The Agent Stack I Actually Use (And the Pieces Still Missing)
Every few weeks someone pings me asking what an "agent" really is, and what you need to build one. I used to pull up a slide. Now I pull up a list.
Here's the stack I reach for when I'm building. Each layer is a primitive. Some are mature, some are duct tape, and three of them don't really exist yet.
1. Model / Model Router
The foundation. You don't pick a model anymore — you pick a routing strategy. LiteLLM gives me an OpenAI-compatible shim across every provider. OpenRouter gives me access to 500+ models behind one key. For cost-sensitive routing I've been watching RouteLLM. The lesson I keep relearning: lock yourself to a single model and you're writing a migration into your next quarter's roadmap.
2. Agentic Loop
The thing that actually makes an agent an agent. Read the goal → pick the next step → act → observe → repeat. LangGraph, CrewAI, the Claude Agent SDK, and OpenAI's new server-side primitives all implement variations of this. Most teams either write their own 40-line loop or adopt one of these frameworks. For production, I still think "write your own" is the right call — frameworks bury the control flow you'll eventually need to debug.
3. Tools
Tools are the atomic unit of execution: bash, grep, read_file, patch_file, web_fetch. One tool = one verb. The best agents I've built have fewer, more powerful tools — not a tool per API endpoint. MCP is quietly becoming the standard wiring here, and that's a good thing.
4. Skills
Skills are the newest primitive, and the one most people underestimate. Anthropic formalized them as SKILL.md — a folder of instructions the agent loads only when the task matches. It's the difference between "here's a hammer" (tool) and "here's how a carpenter frames a wall" (skill). I split mine into technical skills (how to use the Google Workspace CLI, how to write a Dockerfile) and business skills (how we write LinkedIn posts, how we structure a pitch). If tools are the what, skills are the how.
5. Prompts
The unsexy one. System prompts are still where 70% of an agent's personality lives. Prompt drift is real — version them, diff them, and when something regresses, bisect by prompt before you bisect by model.
6. Scheduler
This is where I think the stack is most underbuilt. Agents that only run when a human types are assistants, not agents. You need cron, triggers, event queues — something that can say "wake up every hour and check my inbox." Temporal and Inngest handle this well in prod. Most agent frameworks don't ship a scheduler and you end up bolting one on.
7. Interfaces
TUI, web, Slack, Discord, email, iMessage. The interface is a thin skin on top of everything else — pick two, not six. I keep seeing teams burn a quarter building a custom web UI when a Slack app would have shipped in a week.
8. Memory
The hardest unsolved layer. A Memory.md file gets you 80% of the way for a single user. Honcho goes further with a peer-centric, theory-of-mind layer — it builds a behavioral profile of the user, not just a fact store. The trap most teams fall into: shelling out to an LLM on every memory recall adds 500–2000ms and non-determinism to every single step. Treat memory as infrastructure, not prompt engineering.
9. Tracing
LangSmith if you're deep in LangChain.

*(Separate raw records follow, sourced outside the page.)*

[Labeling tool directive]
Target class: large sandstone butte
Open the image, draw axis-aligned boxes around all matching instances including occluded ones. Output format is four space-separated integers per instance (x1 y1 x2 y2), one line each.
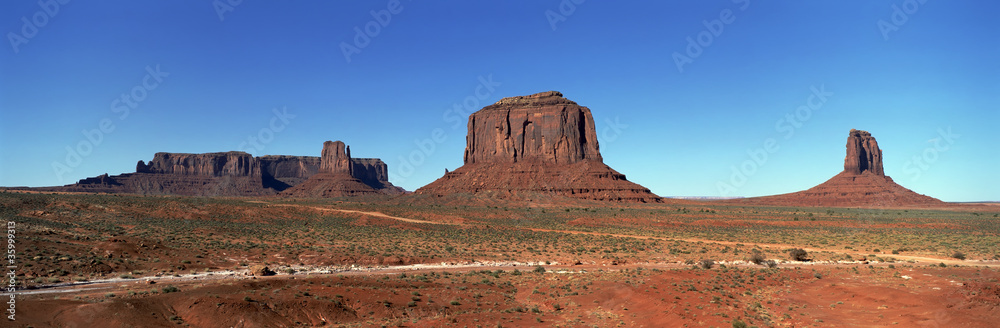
844 129 885 176
281 141 403 197
416 91 661 203
56 141 404 197
730 129 944 207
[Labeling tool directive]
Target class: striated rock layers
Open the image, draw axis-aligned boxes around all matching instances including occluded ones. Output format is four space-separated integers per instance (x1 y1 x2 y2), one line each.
416 91 661 203
281 141 403 197
734 129 944 207
844 129 885 176
58 141 403 197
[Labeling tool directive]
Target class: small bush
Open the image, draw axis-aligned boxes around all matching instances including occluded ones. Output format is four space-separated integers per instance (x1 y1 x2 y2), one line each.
698 259 715 270
750 250 767 265
788 248 809 261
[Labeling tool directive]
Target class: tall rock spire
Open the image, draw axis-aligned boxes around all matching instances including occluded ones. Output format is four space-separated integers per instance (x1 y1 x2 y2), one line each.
844 129 885 176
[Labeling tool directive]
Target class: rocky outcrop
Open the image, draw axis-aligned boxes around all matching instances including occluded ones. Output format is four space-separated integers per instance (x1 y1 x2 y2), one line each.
723 129 944 207
136 151 260 177
416 91 662 202
844 129 885 176
351 158 391 189
281 141 404 198
319 140 352 174
465 91 602 164
57 141 405 197
257 155 320 191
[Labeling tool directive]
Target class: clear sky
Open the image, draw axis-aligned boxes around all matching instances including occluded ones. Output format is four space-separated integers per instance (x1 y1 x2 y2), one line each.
0 0 1000 201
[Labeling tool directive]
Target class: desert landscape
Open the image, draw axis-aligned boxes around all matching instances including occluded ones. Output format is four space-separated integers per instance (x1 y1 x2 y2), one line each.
0 0 1000 328
0 92 1000 327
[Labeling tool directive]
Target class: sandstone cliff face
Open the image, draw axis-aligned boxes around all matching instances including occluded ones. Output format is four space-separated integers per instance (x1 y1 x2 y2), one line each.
844 129 885 176
257 155 320 191
351 158 391 188
416 91 662 202
281 141 396 197
465 91 602 164
724 129 943 207
136 151 260 177
319 140 352 174
65 141 405 197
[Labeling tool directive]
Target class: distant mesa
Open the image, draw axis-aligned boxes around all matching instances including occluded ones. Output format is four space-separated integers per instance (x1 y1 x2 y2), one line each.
281 141 404 198
53 141 405 197
729 129 944 207
415 91 662 203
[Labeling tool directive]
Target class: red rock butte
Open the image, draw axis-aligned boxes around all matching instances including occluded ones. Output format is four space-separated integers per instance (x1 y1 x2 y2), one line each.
54 141 405 197
281 141 403 198
726 129 944 207
416 91 661 203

Langfuse if you want open-source and OpenTelemetry-native. Braintrust and Arize if you lean evals-first. Non-negotiable — you cannot debug a multi-step agent without a trace viewer. Print statements stop scaling past five steps.
10. Evals / RL
This is where the moat is forming. Evals were a nice-to-have in 2024; by 2026 they're the product. The loop I'm building toward: production traces → curated golden sets → offline evals → RL environments → model updates. Vendors like HUD, Mercor, and Invisible are building the RL-environment layer. If you don't have evals, you don't have a feedback loop, and you're flying blind on every prompt change.
11. Infra (Sandboxes, Secrets)
e2b is the default for code-execution sandboxes; Modal, Daytona, and Northflank are all credible alternatives. Secret management for agents is still weirdly manual — I haven't seen a clean "Vault for agents" yet. Which brings me to what's missing.
What's still missing
Three gaps the stack hasn't filled yet:
1. Agent identity and auth. RSAC 2026 shipped five "agent identity" frameworks and every one of them punted on the delegation-chain problem. When an agent spawns a sub-agent that makes a purchase at 3 AM, who authorized what? Short-lived tokens expire mid-run; nobody has a clean story for 90-minute workflows.
2. Action governance. Identity tells you who ran an action. Governance tells you whether they should have. Today only ~28% of teams can trace an agent action back to a human sponsor across all environments. That's a non-starter for regulated industries.
3. Continuous learning in prod. Everyone talks about RL. Very few teams have the pipeline that actually closes the loop from production trace → eval → reward signal → model update. The teams that build that pipeline first are going to compound faster than everyone else.
If you're building today, the 11 primitives above are table stakes. If you're investing, I'd bet on the teams solving those three gaps — not on the 47th "agent framework."
That's the stack. Twelve layers, nine of them mature, three of them wide open.